NAIBRS shall have the right, in its complete and sole discretion, to terminate the Agreement if you fail to comply with the terms and conditions of the Agreement and as such, breach this Agreement. You shall be obligated to pay marketing fees (if applicable) which accrued prior to the effective date of termination. NAIBRS shall have the right, in its complete and sole discretion, to terminate the Agreement for convenience five days after provision of written notice, provided however, in the event of an exercise of this right, NAIBRS shall refund all fees and charges paid by the member and not earned by NAIBRS within thirty days of the termination.


This General Terms and Conditions of membership is a legal Agreement between you/your organization (“You/Your”), and the National Association of Independent Builders and Real Estate Services (NAIBRS Inc.), a not-for-profit 501(c)(6) corporation which sets forth the terms and conditions of membership. You understand that the rights of membership, including the right to identify membership, begin only when You have been notified that your application for membership has been accepted.


Member Dues

Members are subject to annual membership dues (unless waived by NAIBRS).

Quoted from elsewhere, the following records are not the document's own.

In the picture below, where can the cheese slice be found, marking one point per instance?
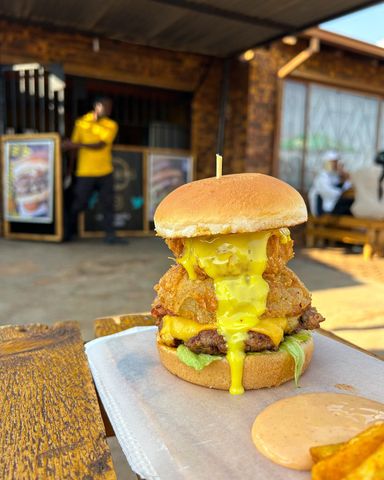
(176, 327)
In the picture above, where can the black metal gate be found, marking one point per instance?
(31, 98)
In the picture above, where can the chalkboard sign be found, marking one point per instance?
(128, 171)
(166, 172)
(32, 186)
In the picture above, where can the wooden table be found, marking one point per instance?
(51, 427)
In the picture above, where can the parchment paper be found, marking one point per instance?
(171, 430)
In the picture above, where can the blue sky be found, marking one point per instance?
(366, 25)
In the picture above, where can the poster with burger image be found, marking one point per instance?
(28, 181)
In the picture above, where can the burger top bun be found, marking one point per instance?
(245, 202)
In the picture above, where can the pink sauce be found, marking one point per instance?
(285, 430)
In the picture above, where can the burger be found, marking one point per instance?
(231, 315)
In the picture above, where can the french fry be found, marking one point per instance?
(350, 456)
(371, 469)
(324, 451)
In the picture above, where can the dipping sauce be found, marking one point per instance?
(285, 431)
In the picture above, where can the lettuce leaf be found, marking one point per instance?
(198, 361)
(292, 345)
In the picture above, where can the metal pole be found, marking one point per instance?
(3, 105)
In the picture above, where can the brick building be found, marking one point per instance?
(254, 111)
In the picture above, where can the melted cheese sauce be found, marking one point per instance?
(236, 263)
(285, 430)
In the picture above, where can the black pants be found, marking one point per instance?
(83, 190)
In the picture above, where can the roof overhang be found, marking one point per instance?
(345, 43)
(219, 28)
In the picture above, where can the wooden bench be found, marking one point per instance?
(51, 426)
(349, 230)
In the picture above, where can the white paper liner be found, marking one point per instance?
(170, 429)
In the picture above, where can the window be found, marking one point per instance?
(317, 118)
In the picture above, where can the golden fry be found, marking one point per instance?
(350, 456)
(324, 451)
(371, 469)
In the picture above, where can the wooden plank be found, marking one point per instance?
(118, 323)
(51, 427)
(346, 221)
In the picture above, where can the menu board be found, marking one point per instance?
(28, 180)
(128, 195)
(32, 196)
(166, 172)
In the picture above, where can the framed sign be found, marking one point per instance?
(32, 191)
(129, 195)
(166, 171)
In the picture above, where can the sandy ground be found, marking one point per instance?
(81, 281)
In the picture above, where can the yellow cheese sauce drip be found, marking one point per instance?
(236, 263)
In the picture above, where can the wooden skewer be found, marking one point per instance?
(219, 165)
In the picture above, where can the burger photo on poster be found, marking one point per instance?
(31, 187)
(231, 315)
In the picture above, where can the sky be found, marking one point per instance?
(366, 25)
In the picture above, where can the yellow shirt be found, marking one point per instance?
(91, 162)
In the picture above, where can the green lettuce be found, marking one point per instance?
(291, 345)
(198, 361)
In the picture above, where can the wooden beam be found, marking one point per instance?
(343, 42)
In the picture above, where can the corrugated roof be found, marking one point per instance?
(212, 27)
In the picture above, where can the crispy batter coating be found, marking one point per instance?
(196, 300)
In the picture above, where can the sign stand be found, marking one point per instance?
(31, 173)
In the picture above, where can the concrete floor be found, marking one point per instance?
(45, 283)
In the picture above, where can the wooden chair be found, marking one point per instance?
(349, 230)
(114, 324)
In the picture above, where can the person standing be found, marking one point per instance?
(326, 194)
(369, 187)
(92, 137)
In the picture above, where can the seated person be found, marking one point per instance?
(326, 194)
(369, 185)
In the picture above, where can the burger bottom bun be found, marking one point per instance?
(260, 371)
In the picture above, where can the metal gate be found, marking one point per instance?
(31, 98)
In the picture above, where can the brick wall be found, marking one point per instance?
(119, 61)
(331, 66)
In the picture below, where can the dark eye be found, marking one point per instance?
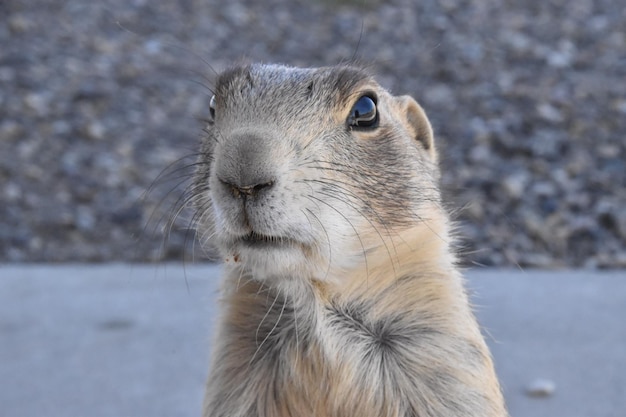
(364, 113)
(212, 108)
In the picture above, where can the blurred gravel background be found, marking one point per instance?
(528, 101)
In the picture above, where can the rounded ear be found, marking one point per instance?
(418, 124)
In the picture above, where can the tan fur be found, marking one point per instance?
(372, 321)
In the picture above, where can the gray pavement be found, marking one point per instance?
(133, 340)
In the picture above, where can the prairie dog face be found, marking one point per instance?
(304, 171)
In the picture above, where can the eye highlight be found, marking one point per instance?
(212, 108)
(364, 113)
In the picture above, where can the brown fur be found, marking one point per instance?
(360, 311)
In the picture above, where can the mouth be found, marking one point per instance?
(254, 239)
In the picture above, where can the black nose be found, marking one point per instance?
(240, 191)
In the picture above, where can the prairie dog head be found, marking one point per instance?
(303, 172)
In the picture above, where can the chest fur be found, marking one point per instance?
(341, 360)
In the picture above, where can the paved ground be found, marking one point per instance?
(122, 340)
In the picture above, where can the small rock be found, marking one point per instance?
(549, 113)
(540, 388)
(515, 185)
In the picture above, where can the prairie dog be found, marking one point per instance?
(341, 297)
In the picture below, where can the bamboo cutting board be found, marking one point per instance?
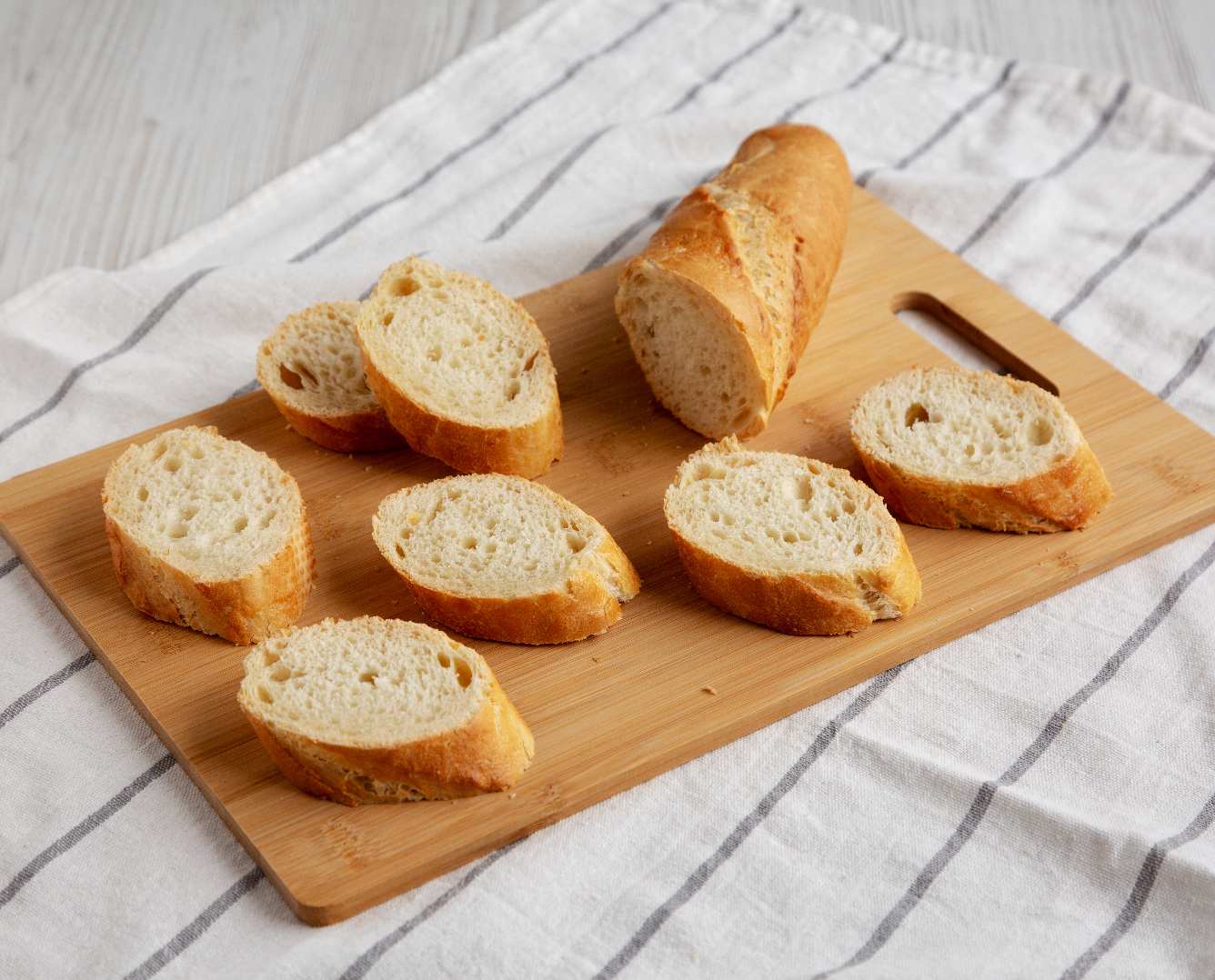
(611, 712)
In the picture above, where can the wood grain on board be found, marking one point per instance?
(611, 712)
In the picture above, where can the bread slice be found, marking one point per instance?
(949, 447)
(719, 305)
(788, 542)
(501, 557)
(463, 372)
(313, 369)
(208, 534)
(382, 711)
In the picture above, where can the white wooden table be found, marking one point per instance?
(126, 123)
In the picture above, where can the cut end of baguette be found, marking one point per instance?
(380, 711)
(462, 371)
(505, 559)
(788, 542)
(313, 369)
(694, 356)
(208, 534)
(949, 447)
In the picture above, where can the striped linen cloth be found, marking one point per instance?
(1030, 800)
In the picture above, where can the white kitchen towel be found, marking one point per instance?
(1030, 800)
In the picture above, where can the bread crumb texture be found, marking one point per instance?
(949, 447)
(457, 346)
(788, 542)
(376, 711)
(313, 368)
(210, 506)
(503, 557)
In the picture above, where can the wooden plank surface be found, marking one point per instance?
(620, 708)
(141, 101)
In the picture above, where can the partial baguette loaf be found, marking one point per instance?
(313, 369)
(949, 447)
(720, 304)
(788, 542)
(382, 711)
(208, 534)
(501, 557)
(462, 371)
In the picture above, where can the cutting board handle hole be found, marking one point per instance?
(962, 342)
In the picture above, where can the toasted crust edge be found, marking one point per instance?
(823, 605)
(356, 433)
(343, 433)
(243, 611)
(527, 451)
(1063, 498)
(586, 608)
(801, 175)
(487, 755)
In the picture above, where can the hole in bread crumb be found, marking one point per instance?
(289, 378)
(404, 286)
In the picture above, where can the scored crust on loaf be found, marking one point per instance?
(505, 559)
(788, 542)
(313, 369)
(719, 305)
(462, 371)
(208, 534)
(380, 711)
(949, 447)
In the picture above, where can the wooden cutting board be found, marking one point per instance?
(611, 712)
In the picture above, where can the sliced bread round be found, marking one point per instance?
(380, 711)
(208, 534)
(788, 542)
(501, 557)
(949, 447)
(313, 369)
(462, 371)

Use of NAIBRS Name and Logos

Member Use of the NAIBRS Name and Logo: By using the Name and/or Logo, You are taking an affirmative action to signify that You are entering into a legal Agreement and affirmatively agree to be bound by the terms of the Agreement as set forth below including those additional terms and conditions as may be stipulated in any referenced or accompanying documentation. If you do not agree to be bound by the terms of the Agreement as set forth below, do not obtain or use the Name and/or Logo. The name and/or logo may be obtained directly from any NAIBRS staff in the form of a graphic file contained on computer media or by downloading, copying or any other electronic retrieval method the Name and/or Logo from the NAIBRS website.

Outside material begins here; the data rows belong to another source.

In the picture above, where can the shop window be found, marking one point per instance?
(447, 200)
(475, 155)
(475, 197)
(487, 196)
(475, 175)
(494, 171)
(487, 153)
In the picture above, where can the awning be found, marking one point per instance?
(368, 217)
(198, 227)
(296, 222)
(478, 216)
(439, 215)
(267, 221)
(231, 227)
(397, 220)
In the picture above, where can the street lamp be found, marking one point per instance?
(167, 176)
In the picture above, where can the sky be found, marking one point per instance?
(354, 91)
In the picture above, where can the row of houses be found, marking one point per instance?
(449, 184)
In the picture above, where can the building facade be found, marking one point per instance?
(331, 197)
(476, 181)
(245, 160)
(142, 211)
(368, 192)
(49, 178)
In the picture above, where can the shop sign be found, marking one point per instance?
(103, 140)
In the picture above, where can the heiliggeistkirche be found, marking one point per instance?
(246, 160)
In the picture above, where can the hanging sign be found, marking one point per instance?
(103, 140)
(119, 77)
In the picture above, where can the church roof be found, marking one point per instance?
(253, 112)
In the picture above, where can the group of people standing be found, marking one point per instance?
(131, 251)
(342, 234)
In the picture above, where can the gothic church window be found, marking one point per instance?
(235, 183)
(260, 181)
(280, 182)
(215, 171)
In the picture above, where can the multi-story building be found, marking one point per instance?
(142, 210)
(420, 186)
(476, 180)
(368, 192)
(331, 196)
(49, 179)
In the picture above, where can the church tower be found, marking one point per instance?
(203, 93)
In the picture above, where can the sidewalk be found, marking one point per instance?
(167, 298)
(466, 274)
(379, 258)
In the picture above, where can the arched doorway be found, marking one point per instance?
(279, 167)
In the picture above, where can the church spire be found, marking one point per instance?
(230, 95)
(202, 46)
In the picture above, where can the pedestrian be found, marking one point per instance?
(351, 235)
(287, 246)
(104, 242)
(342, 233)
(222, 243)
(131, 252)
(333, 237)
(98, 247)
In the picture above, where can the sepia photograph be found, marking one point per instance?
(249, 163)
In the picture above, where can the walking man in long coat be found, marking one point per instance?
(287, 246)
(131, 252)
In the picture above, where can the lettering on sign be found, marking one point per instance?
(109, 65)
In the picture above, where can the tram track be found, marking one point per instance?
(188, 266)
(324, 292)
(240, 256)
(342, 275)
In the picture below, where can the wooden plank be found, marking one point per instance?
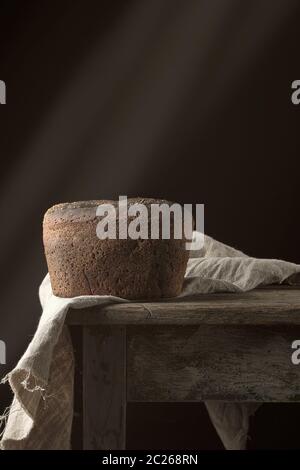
(230, 363)
(257, 307)
(104, 388)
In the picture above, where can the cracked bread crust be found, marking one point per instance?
(79, 263)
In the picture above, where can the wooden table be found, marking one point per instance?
(232, 347)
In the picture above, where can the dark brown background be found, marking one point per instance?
(187, 100)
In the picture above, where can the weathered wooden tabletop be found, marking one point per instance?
(229, 347)
(272, 305)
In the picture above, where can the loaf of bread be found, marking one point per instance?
(80, 263)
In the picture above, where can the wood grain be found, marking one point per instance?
(231, 363)
(258, 307)
(104, 388)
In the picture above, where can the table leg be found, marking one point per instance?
(104, 387)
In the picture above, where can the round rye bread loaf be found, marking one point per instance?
(80, 263)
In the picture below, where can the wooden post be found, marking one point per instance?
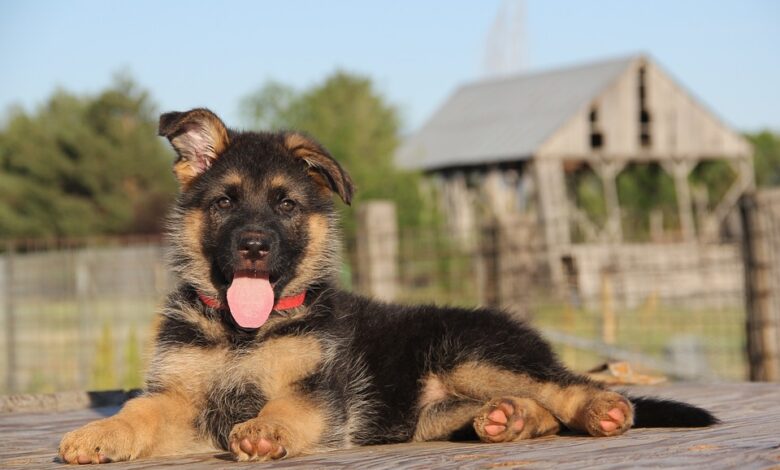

License to Identify Membership: During the Term of this Agreement, NAIBRS grants You a nonexclusive, non-assignable and non-transferable limited license to use the NAIBRS Name and Logo only as stated below in the following printed media whether as printed or “online” materials and electronic broadcast media: newspapers, periodicals, billboards, posters, direct mail, flyers, yellow pages or other directory advertising, telephone, television or radio spots, business cards, stationary, invoices, facsimile cover sheets and other standard business documents for the limited purpose of conveying notice of Your membership in NAIBRS. You agree that the NAIBRS Name and Logo may not be otherwise used, copied, reproduced or altered in any manner. Nothing in this Agreement, or in Your use of the NAIBRS Name and Logo, will give You any right whatsoever in the NAIBRS Name and Logo, or in any similar marks, beyond the right granted in this Agreement.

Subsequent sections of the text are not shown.